TAMBÉM COM OS INFANTIS –

​Estes dias, lendo um artigo no caderno BBC Culture – “Roald Dahl: the fierce debate over rewriting children’s classics”, por Neil Armstrong –, topei com mais um caso, seguindo a moda dos últimos tempos, de revisão da linguagem de clássicos da literatura para suas novas edições. Desta feita, a coisa atingiu a obra do britânico Roald Dahl (1916-1990), que, para quem não sabe, é autor de clássicos infantis como “Gremlins” (“The Gremlins”, 1943), “A fantástica fábrica de chocolate” (“Charlie and the Chocolate Factory”, 1964), “As bruxas” (“The Witches”, 1983), “Matilda” (“Mathilda”, 1988) e por aí vai. Não preciso dizer que a obra de Dahl foi bater no teatro, no cinema, na TV, com enorme sucesso. Vocês reconhecerão pelos títulos.

O “caso” Dahl tem causado forte debate, como esperado, alguns afirmando tratar-se de mais um episódio de infame censura. Segundo o autor de “Roald Dahl: the fierce debate over rewriting children’s classics”, “Sir Salman Rushdie falou sobre a coisa. O Primeiro-Ministro do Reino Unido, Rishi Sunak, idem. The New York Times publicou um artigo debatendo os prós e os contras. Steven Spielberg deu sua opinião. Até a Rainha pareceu se referir a isso [espero que ainda em vida]. Quando The Telegraph revelou, no início do ano, que centenas de mudanças foram feitas no texto original dos romances infantis de Roald Dahl para as suas últimas edições, a notícia causou grande rebuliço. O jornal descobriu que Charlie and the Chocolate Factory, The Witches, Mathilda e mais de uma dúzia de outros títulos tiveram palavras relacionadas a peso, altura, saúde mental, sexo e cor da pele removidas.

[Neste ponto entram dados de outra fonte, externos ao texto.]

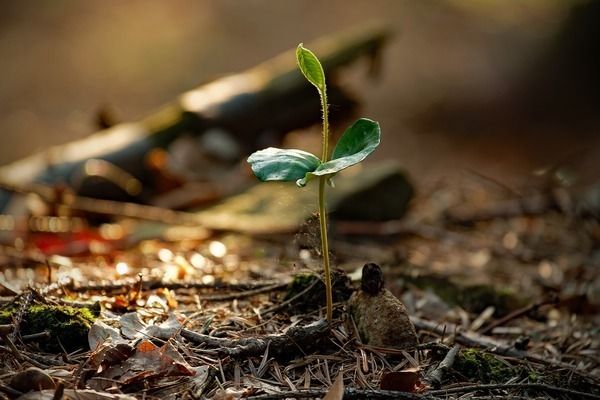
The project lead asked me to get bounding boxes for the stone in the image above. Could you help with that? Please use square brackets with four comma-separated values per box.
[348, 263, 418, 350]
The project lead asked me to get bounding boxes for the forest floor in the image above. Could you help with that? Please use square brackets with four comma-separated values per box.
[0, 170, 600, 399]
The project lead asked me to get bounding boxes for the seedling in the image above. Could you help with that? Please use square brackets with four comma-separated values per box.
[248, 43, 381, 322]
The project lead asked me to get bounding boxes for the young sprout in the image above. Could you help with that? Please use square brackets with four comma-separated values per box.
[248, 43, 381, 322]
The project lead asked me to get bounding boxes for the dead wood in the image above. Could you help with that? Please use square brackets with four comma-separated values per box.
[246, 388, 426, 400]
[410, 316, 595, 379]
[0, 23, 388, 210]
[181, 320, 330, 358]
[429, 383, 600, 399]
[425, 345, 460, 387]
[64, 279, 288, 294]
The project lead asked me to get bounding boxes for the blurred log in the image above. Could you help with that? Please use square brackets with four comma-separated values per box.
[0, 27, 388, 210]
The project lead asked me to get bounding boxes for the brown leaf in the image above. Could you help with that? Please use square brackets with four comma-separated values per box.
[323, 372, 344, 400]
[379, 368, 420, 393]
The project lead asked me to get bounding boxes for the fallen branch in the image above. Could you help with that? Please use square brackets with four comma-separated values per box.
[64, 279, 288, 294]
[429, 383, 600, 399]
[410, 316, 594, 379]
[480, 296, 558, 335]
[181, 320, 330, 357]
[425, 344, 460, 387]
[246, 388, 426, 400]
[0, 26, 389, 210]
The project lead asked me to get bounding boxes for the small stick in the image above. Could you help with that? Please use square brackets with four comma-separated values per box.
[480, 296, 558, 335]
[260, 278, 320, 317]
[21, 331, 50, 342]
[429, 383, 600, 399]
[425, 344, 460, 387]
[198, 283, 287, 301]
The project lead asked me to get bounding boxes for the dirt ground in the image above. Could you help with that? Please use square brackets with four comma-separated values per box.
[0, 0, 598, 186]
[0, 0, 600, 400]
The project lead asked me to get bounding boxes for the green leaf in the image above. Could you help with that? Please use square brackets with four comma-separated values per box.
[296, 43, 325, 92]
[248, 147, 321, 181]
[297, 118, 381, 186]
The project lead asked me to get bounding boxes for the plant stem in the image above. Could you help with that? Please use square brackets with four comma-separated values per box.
[319, 88, 333, 323]
[319, 176, 333, 323]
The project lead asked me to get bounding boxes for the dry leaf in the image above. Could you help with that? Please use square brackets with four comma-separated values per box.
[379, 368, 420, 393]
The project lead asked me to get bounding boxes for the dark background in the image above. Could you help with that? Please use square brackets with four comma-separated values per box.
[0, 0, 600, 190]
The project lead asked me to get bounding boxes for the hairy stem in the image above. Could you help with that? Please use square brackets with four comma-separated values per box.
[319, 176, 333, 323]
[319, 88, 333, 323]
[319, 88, 329, 162]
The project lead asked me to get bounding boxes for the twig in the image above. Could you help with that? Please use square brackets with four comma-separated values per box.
[181, 320, 330, 357]
[21, 331, 51, 342]
[429, 383, 600, 399]
[0, 383, 23, 397]
[246, 388, 426, 400]
[66, 280, 287, 293]
[480, 296, 557, 335]
[425, 344, 460, 387]
[198, 283, 287, 301]
[410, 316, 597, 380]
[260, 277, 320, 316]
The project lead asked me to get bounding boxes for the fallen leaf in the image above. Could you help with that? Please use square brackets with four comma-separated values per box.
[88, 320, 125, 351]
[17, 389, 135, 400]
[323, 372, 344, 400]
[379, 368, 420, 393]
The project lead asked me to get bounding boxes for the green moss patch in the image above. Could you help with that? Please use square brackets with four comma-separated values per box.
[0, 304, 97, 352]
[284, 271, 353, 314]
[454, 349, 520, 383]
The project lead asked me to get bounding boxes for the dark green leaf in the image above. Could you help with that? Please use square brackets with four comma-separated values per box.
[296, 43, 325, 92]
[248, 147, 321, 181]
[298, 118, 381, 186]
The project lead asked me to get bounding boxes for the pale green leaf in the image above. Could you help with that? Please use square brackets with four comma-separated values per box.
[296, 43, 325, 92]
[298, 118, 381, 186]
[248, 147, 321, 181]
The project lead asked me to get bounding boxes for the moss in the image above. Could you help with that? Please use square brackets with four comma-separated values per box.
[284, 271, 354, 314]
[403, 275, 525, 316]
[0, 304, 97, 352]
[454, 349, 519, 383]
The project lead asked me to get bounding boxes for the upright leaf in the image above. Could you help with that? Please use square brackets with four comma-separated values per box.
[296, 43, 325, 92]
[298, 118, 381, 186]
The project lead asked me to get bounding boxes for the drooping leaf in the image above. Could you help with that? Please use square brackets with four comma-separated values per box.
[298, 118, 381, 186]
[248, 147, 321, 181]
[296, 43, 325, 92]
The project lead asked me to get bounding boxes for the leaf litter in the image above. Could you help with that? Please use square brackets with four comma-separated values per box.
[0, 171, 600, 399]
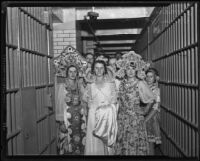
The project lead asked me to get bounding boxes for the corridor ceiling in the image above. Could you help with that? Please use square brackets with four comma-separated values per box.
[76, 7, 155, 55]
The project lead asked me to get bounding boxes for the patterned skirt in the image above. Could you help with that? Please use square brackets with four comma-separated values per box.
[115, 111, 149, 155]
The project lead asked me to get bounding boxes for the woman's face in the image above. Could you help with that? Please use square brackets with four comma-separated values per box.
[94, 63, 105, 77]
[146, 72, 155, 84]
[126, 66, 136, 78]
[68, 67, 77, 80]
[86, 54, 94, 64]
[109, 58, 116, 67]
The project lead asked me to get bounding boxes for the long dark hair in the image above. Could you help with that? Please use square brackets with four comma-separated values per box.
[146, 68, 159, 76]
[91, 60, 108, 74]
[66, 65, 79, 78]
[145, 68, 159, 83]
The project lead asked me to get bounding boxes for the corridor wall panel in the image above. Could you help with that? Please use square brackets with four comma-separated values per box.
[136, 2, 199, 157]
[6, 7, 56, 155]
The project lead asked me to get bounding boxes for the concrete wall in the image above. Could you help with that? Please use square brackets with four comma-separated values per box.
[53, 8, 77, 57]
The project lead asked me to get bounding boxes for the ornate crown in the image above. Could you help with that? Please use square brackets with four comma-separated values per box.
[53, 45, 87, 77]
[96, 55, 108, 63]
[116, 51, 150, 79]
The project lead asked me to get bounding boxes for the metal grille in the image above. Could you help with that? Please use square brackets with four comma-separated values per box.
[134, 3, 199, 157]
[6, 7, 56, 155]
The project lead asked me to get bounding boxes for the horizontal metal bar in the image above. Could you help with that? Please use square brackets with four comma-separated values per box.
[6, 88, 19, 93]
[6, 129, 22, 140]
[160, 105, 198, 130]
[49, 111, 55, 116]
[40, 144, 49, 154]
[36, 114, 49, 123]
[159, 80, 199, 88]
[35, 83, 54, 89]
[148, 2, 195, 45]
[6, 43, 18, 49]
[152, 42, 198, 62]
[160, 127, 186, 157]
[40, 137, 56, 154]
[19, 7, 46, 25]
[20, 47, 53, 59]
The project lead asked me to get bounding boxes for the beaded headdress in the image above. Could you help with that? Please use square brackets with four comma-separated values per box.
[53, 45, 87, 77]
[96, 55, 108, 63]
[116, 51, 150, 79]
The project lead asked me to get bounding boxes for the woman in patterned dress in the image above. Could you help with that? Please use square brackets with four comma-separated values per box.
[145, 68, 161, 155]
[58, 65, 86, 155]
[115, 52, 154, 155]
[54, 46, 87, 155]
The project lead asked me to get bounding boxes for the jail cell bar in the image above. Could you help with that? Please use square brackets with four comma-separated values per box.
[6, 7, 56, 155]
[136, 3, 199, 157]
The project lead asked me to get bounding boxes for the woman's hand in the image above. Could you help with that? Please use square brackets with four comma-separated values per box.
[65, 95, 71, 103]
[60, 123, 67, 133]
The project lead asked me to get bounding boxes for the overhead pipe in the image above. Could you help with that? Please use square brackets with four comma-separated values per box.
[84, 10, 105, 54]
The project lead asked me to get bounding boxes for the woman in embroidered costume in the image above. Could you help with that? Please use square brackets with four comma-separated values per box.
[115, 51, 154, 155]
[145, 68, 161, 155]
[83, 59, 117, 155]
[54, 46, 87, 155]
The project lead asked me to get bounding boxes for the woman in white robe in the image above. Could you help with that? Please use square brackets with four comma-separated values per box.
[83, 60, 117, 155]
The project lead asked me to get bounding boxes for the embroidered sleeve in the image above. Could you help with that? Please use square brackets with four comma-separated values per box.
[82, 84, 92, 104]
[138, 81, 155, 103]
[152, 88, 160, 111]
[110, 82, 117, 104]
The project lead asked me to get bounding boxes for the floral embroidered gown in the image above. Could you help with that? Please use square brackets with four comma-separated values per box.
[115, 80, 154, 155]
[146, 83, 161, 144]
[57, 79, 86, 155]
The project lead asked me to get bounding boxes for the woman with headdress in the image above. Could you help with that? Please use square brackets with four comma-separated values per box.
[54, 47, 86, 155]
[83, 59, 117, 155]
[145, 68, 161, 155]
[115, 51, 154, 155]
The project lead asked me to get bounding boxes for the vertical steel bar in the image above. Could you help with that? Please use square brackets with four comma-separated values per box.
[190, 6, 195, 44]
[6, 93, 12, 155]
[195, 46, 199, 84]
[11, 93, 16, 155]
[6, 47, 10, 89]
[9, 48, 14, 89]
[187, 8, 191, 46]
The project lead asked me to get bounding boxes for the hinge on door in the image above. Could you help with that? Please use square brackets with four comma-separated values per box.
[46, 93, 53, 109]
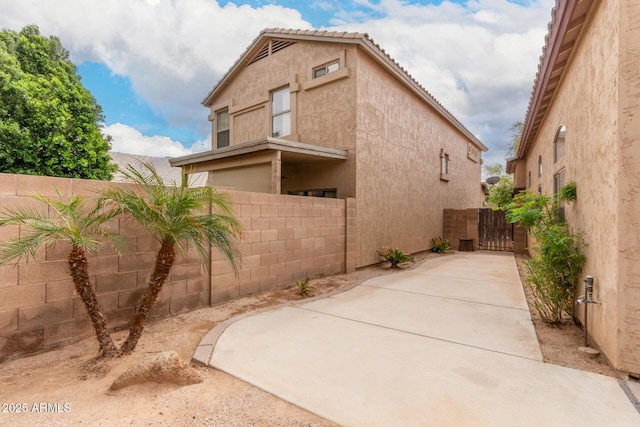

Algumas das mudanças pareceram desconcertantes”.

​Caso bem interessante é o de “O BGA: o bom gigante amigo” (“The BFG”, 1982). Segundo o artigo da BBC Culture, “Você ficou branco como um lençol!” virou “Você ficou imóvel como uma estátua!” e o BGA não pode mais usar uma capa “preta”. Já os “Homens-Nuvem”, de “James e o pêssego gigante” (“James and the Giant Peach”, 1961), viraram “Pessoas-Nuvem”. “Tia Esponja, a gorda, tropeçou em uma caixa”, nesse mesmo romance, passou a ser “Tia Esponja tropeçou em uma caixa”. Na verdade, a palavra “gordo” foi expurgada de todos os livros. O pior: até trechos não escritos por Dahl foram inseridos nos romances. Em “As bruxas”, uma referência ao fato de que as bruxas são carecas e usam perucas foi acompanhada pela seguinte observação: “Existem muitas outras razões pelas quais as mulheres podem usar perucas e certamente não há nada de errado com isso”.

​O grande Salman Rushdie, já citado acima, descreveu as mudanças como “absurda censura”. Já um porta-voz do Primeiro-Ministro do Reino Unido disse: “É importante que as obras de literatura, obras de ficção, sejam preservadas e não retocadas”. Rushdie tem dado a vida, literalmente, pela liberdade de expressão na literatura. Portanto, tem “lugar de fala” no tema, como gostam de dizer os politicamente queridinhos de hoje.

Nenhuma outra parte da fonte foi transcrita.